Sejalan dengan itu, seorang guru professional juga harus dapat mengembangkan kepribadian yang mencerminkan sosok pribadi professional.
Kecerdasan Emosi Guru
Salah satu aspek yang berkaitan dengan kepribadian guru adalah kecerdasan emosi.
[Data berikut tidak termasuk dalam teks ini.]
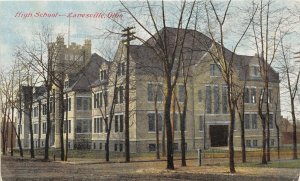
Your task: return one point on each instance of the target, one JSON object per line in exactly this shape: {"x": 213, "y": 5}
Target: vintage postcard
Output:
{"x": 150, "y": 90}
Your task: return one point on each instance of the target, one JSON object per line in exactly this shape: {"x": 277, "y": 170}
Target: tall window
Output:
{"x": 224, "y": 100}
{"x": 67, "y": 126}
{"x": 20, "y": 129}
{"x": 44, "y": 107}
{"x": 119, "y": 97}
{"x": 250, "y": 121}
{"x": 254, "y": 121}
{"x": 103, "y": 75}
{"x": 121, "y": 94}
{"x": 201, "y": 122}
{"x": 44, "y": 128}
{"x": 83, "y": 126}
{"x": 175, "y": 124}
{"x": 216, "y": 100}
{"x": 35, "y": 129}
{"x": 181, "y": 93}
{"x": 83, "y": 103}
{"x": 69, "y": 104}
{"x": 214, "y": 70}
{"x": 250, "y": 95}
{"x": 254, "y": 72}
{"x": 151, "y": 122}
{"x": 248, "y": 143}
{"x": 155, "y": 89}
{"x": 96, "y": 100}
{"x": 35, "y": 112}
{"x": 208, "y": 101}
{"x": 116, "y": 123}
{"x": 271, "y": 122}
{"x": 96, "y": 125}
{"x": 199, "y": 95}
{"x": 121, "y": 69}
{"x": 101, "y": 125}
{"x": 247, "y": 121}
{"x": 121, "y": 123}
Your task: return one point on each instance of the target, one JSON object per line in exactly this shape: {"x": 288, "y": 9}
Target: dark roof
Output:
{"x": 82, "y": 80}
{"x": 196, "y": 44}
{"x": 146, "y": 58}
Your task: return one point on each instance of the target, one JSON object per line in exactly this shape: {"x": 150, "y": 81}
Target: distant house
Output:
{"x": 286, "y": 132}
{"x": 207, "y": 120}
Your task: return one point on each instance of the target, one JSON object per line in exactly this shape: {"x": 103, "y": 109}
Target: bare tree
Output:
{"x": 166, "y": 54}
{"x": 266, "y": 33}
{"x": 226, "y": 62}
{"x": 292, "y": 75}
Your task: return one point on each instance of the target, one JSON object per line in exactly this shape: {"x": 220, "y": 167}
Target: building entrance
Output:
{"x": 218, "y": 135}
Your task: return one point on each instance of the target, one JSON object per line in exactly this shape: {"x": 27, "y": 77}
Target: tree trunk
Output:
{"x": 163, "y": 139}
{"x": 167, "y": 107}
{"x": 61, "y": 122}
{"x": 157, "y": 128}
{"x": 3, "y": 132}
{"x": 20, "y": 122}
{"x": 231, "y": 148}
{"x": 182, "y": 129}
{"x": 264, "y": 158}
{"x": 40, "y": 123}
{"x": 107, "y": 147}
{"x": 30, "y": 124}
{"x": 295, "y": 156}
{"x": 48, "y": 130}
{"x": 12, "y": 133}
{"x": 243, "y": 139}
{"x": 268, "y": 140}
{"x": 67, "y": 128}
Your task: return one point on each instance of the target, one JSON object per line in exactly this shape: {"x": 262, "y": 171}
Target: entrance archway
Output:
{"x": 218, "y": 135}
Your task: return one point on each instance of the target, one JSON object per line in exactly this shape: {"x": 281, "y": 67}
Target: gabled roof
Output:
{"x": 82, "y": 80}
{"x": 196, "y": 45}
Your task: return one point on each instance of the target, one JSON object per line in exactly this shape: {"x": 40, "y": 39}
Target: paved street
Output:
{"x": 17, "y": 169}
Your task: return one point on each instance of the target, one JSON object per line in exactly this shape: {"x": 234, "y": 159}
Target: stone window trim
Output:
{"x": 251, "y": 101}
{"x": 155, "y": 83}
{"x": 147, "y": 115}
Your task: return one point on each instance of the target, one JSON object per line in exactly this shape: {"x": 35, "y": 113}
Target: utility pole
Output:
{"x": 129, "y": 36}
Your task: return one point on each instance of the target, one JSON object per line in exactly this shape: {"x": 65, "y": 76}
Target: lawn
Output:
{"x": 273, "y": 164}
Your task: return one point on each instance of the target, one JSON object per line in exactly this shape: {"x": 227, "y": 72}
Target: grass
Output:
{"x": 273, "y": 164}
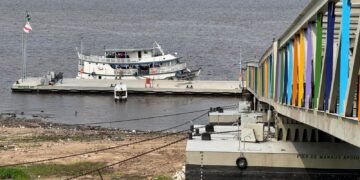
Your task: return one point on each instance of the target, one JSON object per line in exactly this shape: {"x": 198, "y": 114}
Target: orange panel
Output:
{"x": 295, "y": 71}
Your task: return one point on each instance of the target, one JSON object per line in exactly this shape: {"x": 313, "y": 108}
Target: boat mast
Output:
{"x": 240, "y": 76}
{"x": 24, "y": 41}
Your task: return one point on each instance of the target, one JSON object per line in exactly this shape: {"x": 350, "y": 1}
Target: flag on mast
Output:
{"x": 27, "y": 27}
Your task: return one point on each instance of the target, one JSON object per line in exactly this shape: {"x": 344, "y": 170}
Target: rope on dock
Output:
{"x": 152, "y": 117}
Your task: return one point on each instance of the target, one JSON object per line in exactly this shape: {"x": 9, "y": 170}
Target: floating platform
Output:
{"x": 72, "y": 85}
{"x": 218, "y": 158}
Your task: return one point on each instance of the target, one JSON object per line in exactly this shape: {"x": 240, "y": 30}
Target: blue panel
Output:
{"x": 286, "y": 79}
{"x": 344, "y": 52}
{"x": 290, "y": 69}
{"x": 329, "y": 53}
{"x": 269, "y": 76}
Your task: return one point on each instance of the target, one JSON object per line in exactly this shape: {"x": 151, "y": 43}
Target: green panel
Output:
{"x": 318, "y": 57}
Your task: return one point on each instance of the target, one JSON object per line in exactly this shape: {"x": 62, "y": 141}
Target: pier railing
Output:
{"x": 311, "y": 71}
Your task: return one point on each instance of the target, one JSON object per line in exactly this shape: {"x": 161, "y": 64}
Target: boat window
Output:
{"x": 110, "y": 54}
{"x": 120, "y": 54}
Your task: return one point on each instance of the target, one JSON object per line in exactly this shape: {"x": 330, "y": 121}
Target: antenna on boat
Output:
{"x": 240, "y": 75}
{"x": 81, "y": 45}
{"x": 25, "y": 31}
{"x": 159, "y": 47}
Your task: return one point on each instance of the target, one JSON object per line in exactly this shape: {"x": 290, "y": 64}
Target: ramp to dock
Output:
{"x": 72, "y": 85}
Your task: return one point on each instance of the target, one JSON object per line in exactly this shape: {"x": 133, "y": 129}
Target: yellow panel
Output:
{"x": 301, "y": 69}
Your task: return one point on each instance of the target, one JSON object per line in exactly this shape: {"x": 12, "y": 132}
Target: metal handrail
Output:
{"x": 103, "y": 59}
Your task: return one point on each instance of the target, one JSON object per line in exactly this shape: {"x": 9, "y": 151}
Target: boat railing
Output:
{"x": 102, "y": 59}
{"x": 167, "y": 69}
{"x": 130, "y": 72}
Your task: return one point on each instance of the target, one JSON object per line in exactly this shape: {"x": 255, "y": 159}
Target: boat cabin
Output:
{"x": 132, "y": 53}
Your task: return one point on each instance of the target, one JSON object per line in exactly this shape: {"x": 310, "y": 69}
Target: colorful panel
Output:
{"x": 318, "y": 58}
{"x": 295, "y": 72}
{"x": 344, "y": 53}
{"x": 329, "y": 53}
{"x": 301, "y": 69}
{"x": 309, "y": 68}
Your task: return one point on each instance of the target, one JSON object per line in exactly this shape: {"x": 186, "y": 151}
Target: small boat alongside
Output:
{"x": 143, "y": 63}
{"x": 120, "y": 92}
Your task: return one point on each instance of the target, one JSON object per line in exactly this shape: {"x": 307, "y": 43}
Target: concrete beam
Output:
{"x": 308, "y": 14}
{"x": 344, "y": 128}
{"x": 353, "y": 74}
{"x": 334, "y": 92}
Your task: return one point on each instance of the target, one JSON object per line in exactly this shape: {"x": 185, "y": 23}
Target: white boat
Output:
{"x": 120, "y": 92}
{"x": 143, "y": 63}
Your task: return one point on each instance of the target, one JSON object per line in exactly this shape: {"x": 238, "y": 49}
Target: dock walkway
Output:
{"x": 72, "y": 85}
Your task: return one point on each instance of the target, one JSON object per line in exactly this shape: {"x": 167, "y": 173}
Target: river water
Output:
{"x": 206, "y": 33}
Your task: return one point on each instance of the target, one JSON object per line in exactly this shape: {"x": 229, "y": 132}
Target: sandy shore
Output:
{"x": 33, "y": 139}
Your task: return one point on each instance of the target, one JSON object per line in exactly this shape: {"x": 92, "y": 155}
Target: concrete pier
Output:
{"x": 72, "y": 85}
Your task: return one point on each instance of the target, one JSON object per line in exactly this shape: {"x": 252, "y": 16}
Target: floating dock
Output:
{"x": 73, "y": 85}
{"x": 219, "y": 157}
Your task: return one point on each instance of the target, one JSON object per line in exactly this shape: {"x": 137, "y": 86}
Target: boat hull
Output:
{"x": 232, "y": 172}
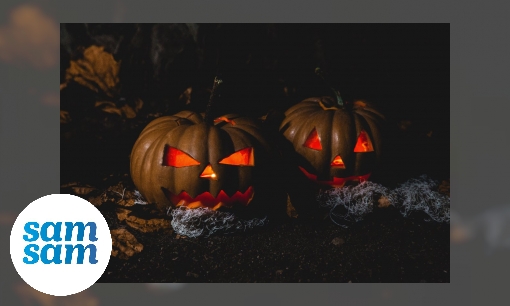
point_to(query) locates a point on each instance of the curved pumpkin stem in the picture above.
(209, 118)
(320, 74)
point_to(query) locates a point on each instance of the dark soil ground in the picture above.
(382, 248)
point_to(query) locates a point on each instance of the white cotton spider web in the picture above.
(420, 195)
(352, 203)
(205, 222)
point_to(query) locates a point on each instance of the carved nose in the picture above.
(208, 173)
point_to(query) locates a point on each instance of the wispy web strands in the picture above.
(352, 203)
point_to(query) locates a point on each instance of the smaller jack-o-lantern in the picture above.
(182, 160)
(337, 142)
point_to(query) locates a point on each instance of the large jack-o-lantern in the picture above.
(182, 160)
(337, 142)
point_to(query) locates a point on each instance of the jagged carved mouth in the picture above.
(337, 181)
(206, 199)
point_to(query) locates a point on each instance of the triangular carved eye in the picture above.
(243, 157)
(364, 144)
(176, 158)
(338, 162)
(313, 141)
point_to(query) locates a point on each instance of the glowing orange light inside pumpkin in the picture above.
(338, 162)
(363, 144)
(176, 158)
(313, 141)
(242, 157)
(225, 119)
(208, 173)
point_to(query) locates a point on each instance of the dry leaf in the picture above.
(141, 224)
(125, 110)
(30, 296)
(459, 234)
(29, 37)
(125, 244)
(97, 71)
(97, 201)
(291, 211)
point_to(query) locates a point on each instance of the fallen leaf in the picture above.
(97, 70)
(291, 211)
(30, 37)
(141, 224)
(383, 202)
(459, 234)
(83, 190)
(125, 244)
(98, 200)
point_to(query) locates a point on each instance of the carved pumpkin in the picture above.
(182, 160)
(335, 143)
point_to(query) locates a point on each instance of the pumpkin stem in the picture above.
(320, 74)
(209, 118)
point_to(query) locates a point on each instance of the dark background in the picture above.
(403, 69)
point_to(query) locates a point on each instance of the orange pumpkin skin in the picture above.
(181, 160)
(334, 144)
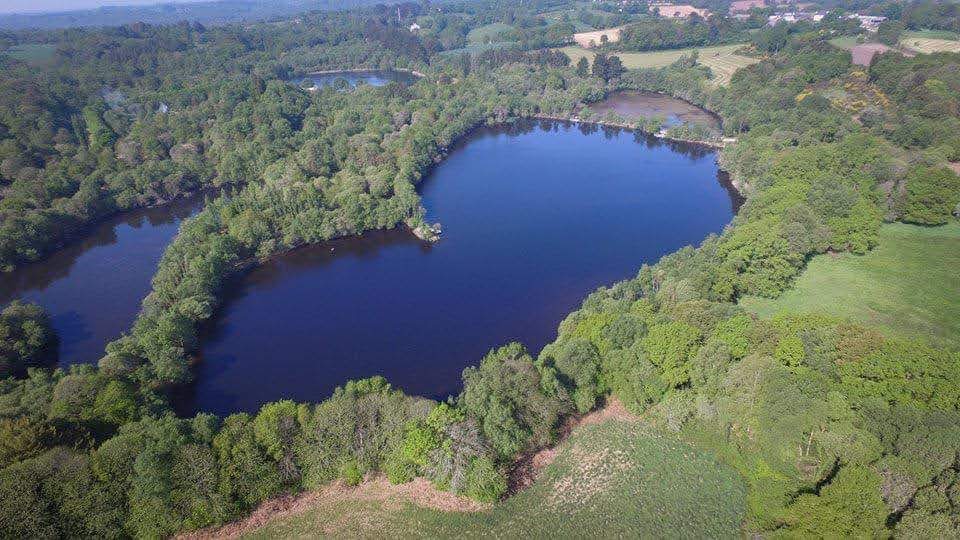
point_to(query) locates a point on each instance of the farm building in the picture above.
(741, 6)
(678, 11)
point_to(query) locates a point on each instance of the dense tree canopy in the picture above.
(836, 428)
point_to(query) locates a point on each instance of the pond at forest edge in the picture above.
(93, 287)
(536, 215)
(633, 105)
(375, 77)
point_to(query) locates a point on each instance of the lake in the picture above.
(535, 216)
(379, 77)
(92, 288)
(636, 105)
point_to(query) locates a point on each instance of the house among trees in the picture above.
(869, 23)
(743, 6)
(678, 11)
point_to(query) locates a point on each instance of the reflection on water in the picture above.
(350, 79)
(535, 214)
(92, 288)
(635, 105)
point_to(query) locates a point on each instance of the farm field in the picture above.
(906, 286)
(721, 59)
(925, 45)
(617, 476)
(487, 34)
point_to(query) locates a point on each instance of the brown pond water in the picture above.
(636, 105)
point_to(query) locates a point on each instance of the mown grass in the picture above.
(927, 45)
(612, 479)
(488, 33)
(720, 59)
(909, 285)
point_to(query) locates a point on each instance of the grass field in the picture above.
(926, 45)
(935, 34)
(908, 285)
(615, 477)
(721, 59)
(488, 33)
(34, 53)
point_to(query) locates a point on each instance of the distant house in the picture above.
(869, 23)
(741, 6)
(595, 38)
(796, 16)
(678, 11)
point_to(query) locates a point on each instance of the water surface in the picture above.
(636, 105)
(379, 77)
(535, 217)
(92, 288)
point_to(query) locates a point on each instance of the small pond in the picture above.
(636, 105)
(535, 215)
(350, 79)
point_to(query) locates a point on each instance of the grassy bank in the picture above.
(616, 477)
(908, 285)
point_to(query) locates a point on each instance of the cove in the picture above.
(536, 215)
(633, 105)
(92, 288)
(377, 77)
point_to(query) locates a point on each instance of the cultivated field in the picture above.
(487, 34)
(930, 45)
(615, 476)
(721, 59)
(595, 37)
(907, 286)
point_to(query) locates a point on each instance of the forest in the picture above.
(836, 429)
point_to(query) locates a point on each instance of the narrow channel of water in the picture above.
(535, 216)
(351, 79)
(92, 288)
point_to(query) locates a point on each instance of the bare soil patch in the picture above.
(419, 492)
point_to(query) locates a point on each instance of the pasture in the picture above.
(907, 286)
(721, 59)
(487, 34)
(617, 476)
(925, 45)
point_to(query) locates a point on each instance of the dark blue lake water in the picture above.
(535, 216)
(92, 288)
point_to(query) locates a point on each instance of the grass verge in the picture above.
(617, 478)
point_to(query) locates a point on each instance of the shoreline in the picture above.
(625, 125)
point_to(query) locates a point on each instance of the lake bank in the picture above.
(530, 227)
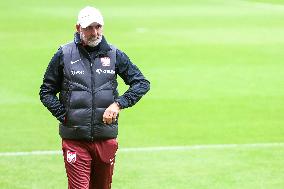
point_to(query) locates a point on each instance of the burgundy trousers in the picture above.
(89, 165)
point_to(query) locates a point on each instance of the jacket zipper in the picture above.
(93, 99)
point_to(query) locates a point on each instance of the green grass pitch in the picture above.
(216, 70)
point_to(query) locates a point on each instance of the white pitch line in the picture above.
(158, 148)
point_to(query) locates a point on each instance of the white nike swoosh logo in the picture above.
(73, 62)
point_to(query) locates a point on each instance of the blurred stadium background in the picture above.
(216, 71)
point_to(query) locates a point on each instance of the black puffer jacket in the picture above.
(81, 116)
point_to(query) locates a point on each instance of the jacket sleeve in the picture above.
(132, 76)
(52, 85)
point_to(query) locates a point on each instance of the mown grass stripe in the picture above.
(158, 148)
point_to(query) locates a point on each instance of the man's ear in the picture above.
(78, 28)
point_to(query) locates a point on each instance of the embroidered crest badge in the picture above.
(71, 156)
(105, 61)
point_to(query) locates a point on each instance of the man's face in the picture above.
(91, 35)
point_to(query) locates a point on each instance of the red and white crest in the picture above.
(105, 61)
(71, 156)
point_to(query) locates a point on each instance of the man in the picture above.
(84, 74)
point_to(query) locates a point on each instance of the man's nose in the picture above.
(94, 31)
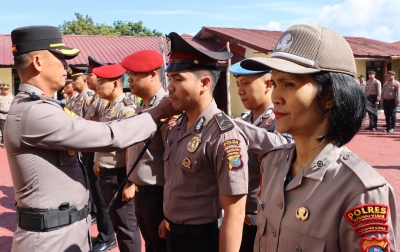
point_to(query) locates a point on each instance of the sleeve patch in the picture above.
(375, 244)
(233, 152)
(372, 228)
(367, 212)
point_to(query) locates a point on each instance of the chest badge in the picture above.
(186, 163)
(193, 144)
(302, 213)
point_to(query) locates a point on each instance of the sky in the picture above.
(375, 19)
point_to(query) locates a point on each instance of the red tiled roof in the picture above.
(110, 49)
(264, 41)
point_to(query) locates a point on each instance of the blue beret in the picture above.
(237, 70)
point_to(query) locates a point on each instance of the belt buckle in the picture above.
(167, 226)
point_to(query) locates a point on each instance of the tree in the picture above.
(85, 26)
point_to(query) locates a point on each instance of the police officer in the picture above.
(99, 211)
(111, 166)
(51, 188)
(391, 98)
(373, 90)
(5, 103)
(205, 158)
(147, 179)
(85, 95)
(316, 194)
(254, 90)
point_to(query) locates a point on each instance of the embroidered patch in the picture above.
(367, 212)
(129, 113)
(193, 144)
(372, 228)
(374, 244)
(302, 213)
(233, 152)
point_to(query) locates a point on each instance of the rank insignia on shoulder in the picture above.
(223, 121)
(367, 212)
(199, 125)
(152, 101)
(128, 102)
(372, 228)
(186, 163)
(193, 144)
(302, 213)
(375, 244)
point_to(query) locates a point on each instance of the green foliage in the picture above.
(85, 26)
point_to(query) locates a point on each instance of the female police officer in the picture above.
(316, 194)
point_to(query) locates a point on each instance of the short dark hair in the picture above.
(350, 105)
(200, 72)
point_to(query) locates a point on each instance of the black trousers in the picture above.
(248, 238)
(2, 122)
(149, 214)
(193, 238)
(389, 107)
(122, 213)
(104, 225)
(372, 110)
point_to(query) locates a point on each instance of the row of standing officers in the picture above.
(200, 162)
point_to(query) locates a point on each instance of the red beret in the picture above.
(143, 61)
(109, 72)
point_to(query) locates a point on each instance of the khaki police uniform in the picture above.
(42, 141)
(148, 178)
(207, 160)
(82, 102)
(373, 90)
(337, 203)
(112, 173)
(5, 104)
(390, 96)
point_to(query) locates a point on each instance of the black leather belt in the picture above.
(190, 229)
(142, 189)
(48, 220)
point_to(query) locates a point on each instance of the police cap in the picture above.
(34, 38)
(183, 55)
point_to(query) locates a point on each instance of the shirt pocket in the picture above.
(291, 240)
(68, 157)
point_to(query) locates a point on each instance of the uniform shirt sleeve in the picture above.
(230, 151)
(370, 220)
(45, 125)
(260, 140)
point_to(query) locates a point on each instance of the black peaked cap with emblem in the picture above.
(183, 55)
(35, 38)
(93, 63)
(77, 71)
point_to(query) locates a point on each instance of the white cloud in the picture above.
(363, 18)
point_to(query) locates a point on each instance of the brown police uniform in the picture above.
(112, 173)
(337, 203)
(390, 96)
(42, 141)
(5, 104)
(82, 102)
(373, 90)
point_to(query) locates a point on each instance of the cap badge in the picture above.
(285, 42)
(186, 163)
(193, 144)
(302, 213)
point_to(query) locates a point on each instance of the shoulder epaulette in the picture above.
(128, 102)
(224, 122)
(368, 176)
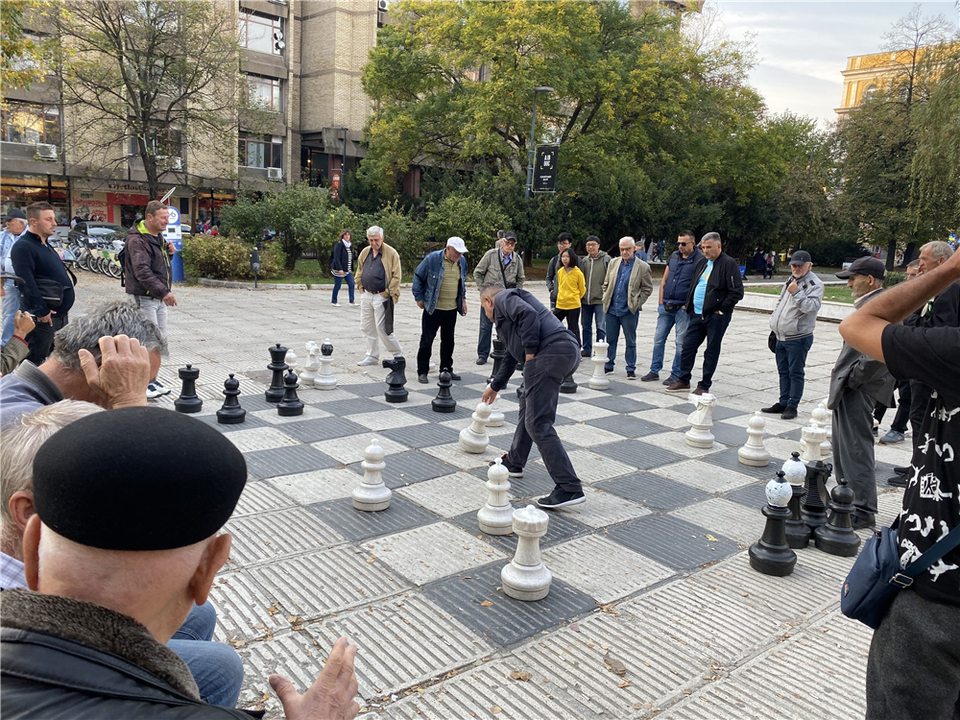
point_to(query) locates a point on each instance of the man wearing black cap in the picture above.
(123, 564)
(858, 382)
(16, 225)
(793, 322)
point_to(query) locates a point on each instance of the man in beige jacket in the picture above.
(378, 281)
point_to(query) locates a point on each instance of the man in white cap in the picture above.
(439, 287)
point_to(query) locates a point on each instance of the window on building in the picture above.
(262, 34)
(31, 123)
(261, 151)
(265, 92)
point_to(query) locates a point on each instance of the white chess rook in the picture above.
(326, 379)
(754, 453)
(372, 494)
(474, 439)
(701, 420)
(526, 577)
(599, 379)
(496, 517)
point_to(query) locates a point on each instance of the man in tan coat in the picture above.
(378, 281)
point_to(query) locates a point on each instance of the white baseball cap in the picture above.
(457, 244)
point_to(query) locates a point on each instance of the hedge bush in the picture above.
(223, 258)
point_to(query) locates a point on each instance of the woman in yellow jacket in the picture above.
(571, 287)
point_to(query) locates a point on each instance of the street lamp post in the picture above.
(533, 130)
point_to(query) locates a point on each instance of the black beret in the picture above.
(137, 479)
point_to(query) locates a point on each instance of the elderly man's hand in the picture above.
(331, 697)
(122, 377)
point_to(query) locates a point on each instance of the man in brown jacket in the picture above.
(146, 273)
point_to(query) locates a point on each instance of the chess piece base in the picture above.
(526, 583)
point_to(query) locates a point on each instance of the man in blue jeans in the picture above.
(793, 322)
(674, 287)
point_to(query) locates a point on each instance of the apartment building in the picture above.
(301, 59)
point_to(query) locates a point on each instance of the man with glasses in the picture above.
(504, 267)
(627, 286)
(674, 287)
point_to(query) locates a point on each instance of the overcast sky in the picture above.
(803, 45)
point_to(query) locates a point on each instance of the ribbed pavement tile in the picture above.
(503, 620)
(401, 641)
(267, 536)
(450, 495)
(428, 553)
(603, 569)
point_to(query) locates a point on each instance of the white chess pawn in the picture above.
(372, 495)
(496, 517)
(754, 453)
(599, 379)
(701, 420)
(326, 379)
(474, 439)
(309, 373)
(526, 577)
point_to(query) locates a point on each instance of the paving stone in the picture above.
(639, 454)
(356, 525)
(626, 425)
(672, 541)
(284, 460)
(652, 491)
(267, 536)
(431, 552)
(603, 569)
(310, 431)
(560, 529)
(449, 495)
(505, 621)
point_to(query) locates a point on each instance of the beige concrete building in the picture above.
(301, 61)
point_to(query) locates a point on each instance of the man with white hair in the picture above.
(378, 280)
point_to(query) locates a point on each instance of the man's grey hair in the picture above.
(19, 442)
(118, 317)
(939, 249)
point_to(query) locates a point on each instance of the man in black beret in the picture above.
(128, 546)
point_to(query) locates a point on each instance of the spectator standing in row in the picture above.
(40, 266)
(626, 287)
(147, 275)
(439, 287)
(16, 226)
(341, 263)
(379, 272)
(594, 268)
(716, 289)
(674, 287)
(793, 322)
(570, 290)
(503, 266)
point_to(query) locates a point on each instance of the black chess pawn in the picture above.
(771, 555)
(188, 402)
(497, 355)
(396, 392)
(837, 536)
(290, 404)
(230, 413)
(444, 401)
(813, 511)
(569, 385)
(278, 366)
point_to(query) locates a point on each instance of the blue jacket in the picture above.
(427, 279)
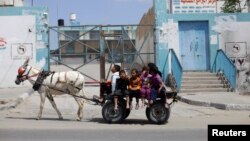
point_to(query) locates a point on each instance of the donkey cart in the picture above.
(157, 113)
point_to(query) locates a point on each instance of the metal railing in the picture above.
(223, 64)
(176, 68)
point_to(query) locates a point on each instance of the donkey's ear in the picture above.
(26, 62)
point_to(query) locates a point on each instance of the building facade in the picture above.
(23, 34)
(195, 30)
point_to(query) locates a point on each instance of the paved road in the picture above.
(186, 122)
(102, 135)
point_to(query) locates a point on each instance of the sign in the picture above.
(21, 51)
(236, 49)
(194, 6)
(2, 43)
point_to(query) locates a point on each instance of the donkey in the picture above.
(56, 83)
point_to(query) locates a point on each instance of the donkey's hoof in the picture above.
(78, 119)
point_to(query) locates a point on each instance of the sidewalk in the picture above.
(12, 97)
(220, 100)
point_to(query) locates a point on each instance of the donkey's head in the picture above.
(23, 72)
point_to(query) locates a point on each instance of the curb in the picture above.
(16, 102)
(222, 106)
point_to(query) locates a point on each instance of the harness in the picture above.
(41, 76)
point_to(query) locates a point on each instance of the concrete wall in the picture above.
(23, 34)
(145, 37)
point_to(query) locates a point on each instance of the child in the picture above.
(134, 87)
(157, 85)
(109, 86)
(121, 89)
(145, 89)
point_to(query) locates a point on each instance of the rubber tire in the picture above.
(127, 111)
(158, 113)
(110, 116)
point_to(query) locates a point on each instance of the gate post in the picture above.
(102, 55)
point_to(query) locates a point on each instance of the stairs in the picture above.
(201, 82)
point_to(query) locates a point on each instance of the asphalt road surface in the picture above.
(186, 123)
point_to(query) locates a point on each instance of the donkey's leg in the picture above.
(72, 91)
(42, 96)
(80, 111)
(51, 99)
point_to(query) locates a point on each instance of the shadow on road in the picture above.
(126, 121)
(42, 119)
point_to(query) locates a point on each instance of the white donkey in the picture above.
(70, 82)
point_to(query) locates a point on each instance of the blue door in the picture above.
(194, 45)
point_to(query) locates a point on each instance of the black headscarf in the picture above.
(154, 69)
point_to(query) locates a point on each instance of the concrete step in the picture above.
(203, 90)
(201, 82)
(185, 85)
(198, 74)
(184, 78)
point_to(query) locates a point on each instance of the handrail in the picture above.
(223, 63)
(176, 68)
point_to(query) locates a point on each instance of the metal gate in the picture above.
(93, 49)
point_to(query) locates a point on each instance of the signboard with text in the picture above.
(194, 6)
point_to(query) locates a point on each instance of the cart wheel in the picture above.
(127, 111)
(111, 116)
(158, 113)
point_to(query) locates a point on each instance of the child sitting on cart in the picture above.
(134, 87)
(157, 85)
(121, 89)
(146, 86)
Kecerdasan emosi penting dimiliki oleh guru sebagai tenaga pendidik yang profesional, sebagai bagian dari kompetensi kepribadian.
Dengan semakin meningkatnya fungsi dan peran guru di era globalisasi, maka kecerdasan emosional yang dimiliki seorang guru akan sangat berpengaruh terhadap pengembangan aspek kepribadiannya sebagai unsur penting dalam kinerja guru professional.
Istilah Emotional Intelligence (kecerdasan emosional) pertamakali dilontarkan pada tahun 1990 oleh psikolog Peter Salovey dari Harvard University dan John Mayer dari University of New Hampshire.
Kecerdasan ini berhubungan dengan kualitas-kualitas psikologis tertentu yang oleh Salovey dikelompokkan ke dalam lima karakter kemampuan sebagai berikut.
1. Mengenali emosi diri
Wilayah ini merupakan dasar kecerdasan emosi. Penguasaan seseorang akan hal ini akan memiliki kepekaan atas pengambilan keputusan-keputusan masalah pribadi.
2. Mengelola emosi
Kecerdasan emosi seseorang pada bagian ini ditunjukkan dengan kemampuan untuk menghibur diri sendiri, melepaskan kecemasan, kemurungan, atau ketersinggungan sehingga dia dapat bangkit kembali dengan jauh lebih cepat dari kemerosotan dan kejatuhan dalam kehidupan.
3. Memotivasi diri sendiri
Kecerdasan ini berhubungan dengan kemampuan seseorang dalam membangkitkan hasrat, menguasai diri, menahan diri terhadap kepuasan dan kecemasan.
Keberhasilan dalam wilayah ini akan menjadikan seseorang cenderung jauh lebih produktif dan efektif dalam hal apa pun yang mereka kerjakan.
4. Mengenali emosi orang lain
Berkaitan erat dengan empati, salah satu kecerdasan emosi yang merupakan keterampilan bergaul dasar.
Orang yang empatik lebih mampu menangkap sinyal-sinyal sosial yang tersembunyi yang mengisyaratkan apa-apa yang dibutuhkan atau dikehendaki orang lain.
5. Membina hubungan
Seni membina hubungan, menuntut kecerdasan dan keterampilan seseorang dalam mengelola emosi orang lain.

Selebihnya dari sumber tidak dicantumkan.